Global Traffic Management
There are devices that "balance" traffic across multiple different locations. But, I am unsure how those deal with outages at one of the locations. It seems like there is still one point of failure.
BGP Routing
This is the biggest mystery to me. I know what it is. I know what it means. I have no idea how to deploy this type of solution. I understand that you can "move" your IP addresses with routing changes. But, that means running routers. Where are these routers? Does this happen at some provider? Is there a provider that handles this? Does that mean that all of our data centers are with one provider? I think one more peace of mind feature of this is that we would not be tied to just one vendor. So, if one vendor had major issues or there was some legal troubles (we lived through the dot come boom and bust) we would have security in knowing we had other equipment that was not affected.
Is there something else? Are we being way paranoid? Maybe it is not cost effective in the end. I/we have no idea really. Anyone out there that has knowledge on this subject?
Scott Larson Says:
First off, anycast is really not a good idea if you're going to be relying on sessions or some other transaction which needs to bounce off the same servers until completed since it is entirely possible that anycast could shift someone to a new set of machines in the process, thus breaking stuff. Of course if you don't do that then you could look at putting it to use this way.

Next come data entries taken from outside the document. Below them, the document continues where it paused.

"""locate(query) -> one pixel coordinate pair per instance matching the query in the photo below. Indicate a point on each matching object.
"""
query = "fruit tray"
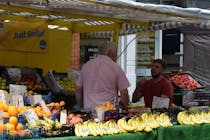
(59, 83)
(30, 77)
(183, 81)
(66, 130)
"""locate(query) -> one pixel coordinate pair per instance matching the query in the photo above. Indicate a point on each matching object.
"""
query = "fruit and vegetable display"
(184, 80)
(30, 81)
(67, 84)
(3, 83)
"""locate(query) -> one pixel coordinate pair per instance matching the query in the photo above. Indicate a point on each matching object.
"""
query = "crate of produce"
(30, 77)
(46, 96)
(183, 81)
(60, 83)
(4, 78)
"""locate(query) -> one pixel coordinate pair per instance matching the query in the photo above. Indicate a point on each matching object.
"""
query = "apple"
(56, 111)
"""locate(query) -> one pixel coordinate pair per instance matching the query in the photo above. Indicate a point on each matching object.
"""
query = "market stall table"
(176, 132)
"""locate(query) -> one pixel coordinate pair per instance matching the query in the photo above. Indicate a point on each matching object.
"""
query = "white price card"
(31, 116)
(18, 89)
(14, 74)
(1, 117)
(160, 102)
(63, 116)
(34, 99)
(2, 97)
(16, 100)
(44, 106)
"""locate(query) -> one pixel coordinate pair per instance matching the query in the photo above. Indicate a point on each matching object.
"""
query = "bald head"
(106, 46)
(109, 49)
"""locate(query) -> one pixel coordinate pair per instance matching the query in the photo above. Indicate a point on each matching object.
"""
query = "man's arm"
(124, 98)
(79, 96)
(136, 95)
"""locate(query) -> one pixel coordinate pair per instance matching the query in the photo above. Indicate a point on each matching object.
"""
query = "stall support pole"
(116, 32)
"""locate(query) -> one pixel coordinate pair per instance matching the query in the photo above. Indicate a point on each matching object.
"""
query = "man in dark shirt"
(157, 86)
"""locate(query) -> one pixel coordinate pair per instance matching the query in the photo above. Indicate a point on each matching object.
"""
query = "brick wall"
(75, 54)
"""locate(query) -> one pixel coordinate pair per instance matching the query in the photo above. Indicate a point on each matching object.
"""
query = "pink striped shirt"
(101, 78)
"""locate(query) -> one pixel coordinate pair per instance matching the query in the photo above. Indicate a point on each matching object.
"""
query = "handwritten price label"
(14, 73)
(160, 102)
(31, 116)
(18, 89)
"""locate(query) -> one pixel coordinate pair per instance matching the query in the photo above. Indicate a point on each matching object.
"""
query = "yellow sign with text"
(23, 36)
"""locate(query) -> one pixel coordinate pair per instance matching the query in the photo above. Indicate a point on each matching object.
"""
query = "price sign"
(1, 116)
(16, 100)
(34, 99)
(14, 73)
(31, 116)
(2, 97)
(18, 89)
(160, 102)
(63, 116)
(44, 106)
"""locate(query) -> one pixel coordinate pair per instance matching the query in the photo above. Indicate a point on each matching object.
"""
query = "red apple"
(56, 111)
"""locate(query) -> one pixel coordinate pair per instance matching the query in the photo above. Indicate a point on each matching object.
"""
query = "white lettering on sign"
(14, 74)
(160, 102)
(16, 100)
(17, 89)
(63, 116)
(31, 116)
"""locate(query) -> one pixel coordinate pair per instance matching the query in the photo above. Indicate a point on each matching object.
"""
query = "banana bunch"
(149, 122)
(185, 118)
(163, 120)
(126, 126)
(31, 125)
(90, 127)
(46, 123)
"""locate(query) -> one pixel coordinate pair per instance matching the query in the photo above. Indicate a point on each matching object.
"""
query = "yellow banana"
(180, 116)
(167, 120)
(76, 130)
(104, 128)
(126, 126)
(113, 127)
(91, 129)
(119, 123)
(140, 125)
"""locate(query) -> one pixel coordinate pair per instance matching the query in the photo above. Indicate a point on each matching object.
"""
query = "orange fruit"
(5, 107)
(13, 120)
(2, 127)
(62, 103)
(52, 104)
(19, 127)
(1, 107)
(10, 127)
(5, 114)
(12, 110)
(57, 104)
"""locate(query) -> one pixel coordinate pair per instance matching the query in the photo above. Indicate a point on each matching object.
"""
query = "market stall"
(53, 119)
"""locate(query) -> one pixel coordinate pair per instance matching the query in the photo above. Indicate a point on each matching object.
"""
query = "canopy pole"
(116, 32)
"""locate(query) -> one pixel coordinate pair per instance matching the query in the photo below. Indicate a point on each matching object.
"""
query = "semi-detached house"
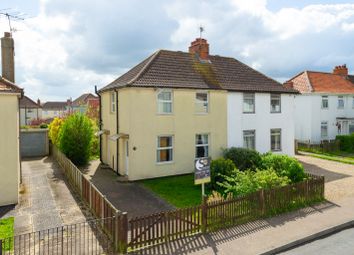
(325, 106)
(176, 106)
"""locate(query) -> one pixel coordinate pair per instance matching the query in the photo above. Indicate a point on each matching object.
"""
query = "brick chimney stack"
(200, 47)
(8, 57)
(341, 70)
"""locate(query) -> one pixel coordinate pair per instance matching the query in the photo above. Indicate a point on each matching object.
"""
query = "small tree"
(76, 138)
(54, 130)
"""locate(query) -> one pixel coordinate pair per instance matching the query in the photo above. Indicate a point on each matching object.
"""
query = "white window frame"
(278, 97)
(164, 101)
(280, 139)
(244, 136)
(324, 124)
(202, 145)
(196, 102)
(342, 98)
(249, 96)
(158, 149)
(323, 99)
(113, 100)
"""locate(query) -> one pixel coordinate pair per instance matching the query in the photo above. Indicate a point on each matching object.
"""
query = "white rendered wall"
(262, 121)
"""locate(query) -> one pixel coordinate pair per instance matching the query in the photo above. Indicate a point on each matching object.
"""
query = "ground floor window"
(324, 129)
(249, 139)
(201, 145)
(275, 139)
(164, 149)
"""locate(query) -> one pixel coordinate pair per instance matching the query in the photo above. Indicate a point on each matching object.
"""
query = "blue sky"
(68, 46)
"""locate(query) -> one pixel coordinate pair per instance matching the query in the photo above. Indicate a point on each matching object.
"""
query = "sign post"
(202, 172)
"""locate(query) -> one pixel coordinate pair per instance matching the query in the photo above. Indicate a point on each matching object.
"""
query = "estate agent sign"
(202, 170)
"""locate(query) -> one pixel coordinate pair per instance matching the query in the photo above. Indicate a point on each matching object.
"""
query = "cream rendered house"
(10, 95)
(170, 109)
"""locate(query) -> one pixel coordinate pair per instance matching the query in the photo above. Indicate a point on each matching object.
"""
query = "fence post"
(122, 239)
(261, 202)
(205, 214)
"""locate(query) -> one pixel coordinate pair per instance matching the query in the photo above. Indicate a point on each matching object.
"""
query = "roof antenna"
(14, 16)
(201, 30)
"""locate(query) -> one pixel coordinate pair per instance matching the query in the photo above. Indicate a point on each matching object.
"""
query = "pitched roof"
(7, 86)
(54, 105)
(175, 69)
(28, 103)
(321, 82)
(83, 99)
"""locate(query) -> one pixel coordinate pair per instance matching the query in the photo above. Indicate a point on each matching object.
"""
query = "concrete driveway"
(130, 197)
(339, 177)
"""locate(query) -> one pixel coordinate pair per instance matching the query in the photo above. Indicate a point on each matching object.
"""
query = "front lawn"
(179, 191)
(7, 230)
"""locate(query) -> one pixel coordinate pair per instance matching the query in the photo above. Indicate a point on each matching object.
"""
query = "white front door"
(126, 157)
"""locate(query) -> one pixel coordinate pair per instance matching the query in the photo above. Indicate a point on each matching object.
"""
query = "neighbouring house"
(29, 111)
(174, 107)
(10, 95)
(50, 110)
(325, 107)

If you're concerned about things like proximity to servers or data center load balancing, then GeoDNS or hardware solutions like F5's BigIP or the offerings of Coyote Point are something to look at. BigIP's 3DNS is the one I looked into the most myself. They're designed to be deployed in hot/cold pairs at each data center and then they talk to each other to keep up to date on service metrics. If a data center went offline they're supposed to handle taking it out of the loop until things are back to normal.
Another thing to keep in mind is database synchronization. Keeping db's in different parts of the country up to date with the same information is sketchy, because if the link between the locations breaks then your db's are out of whack. It may be that you can get away with some lagging of data replication and if that's the case I envy you.
I've been dealing with these sorts of issues myself lately and the challenge is simultaneously fun and exhausting.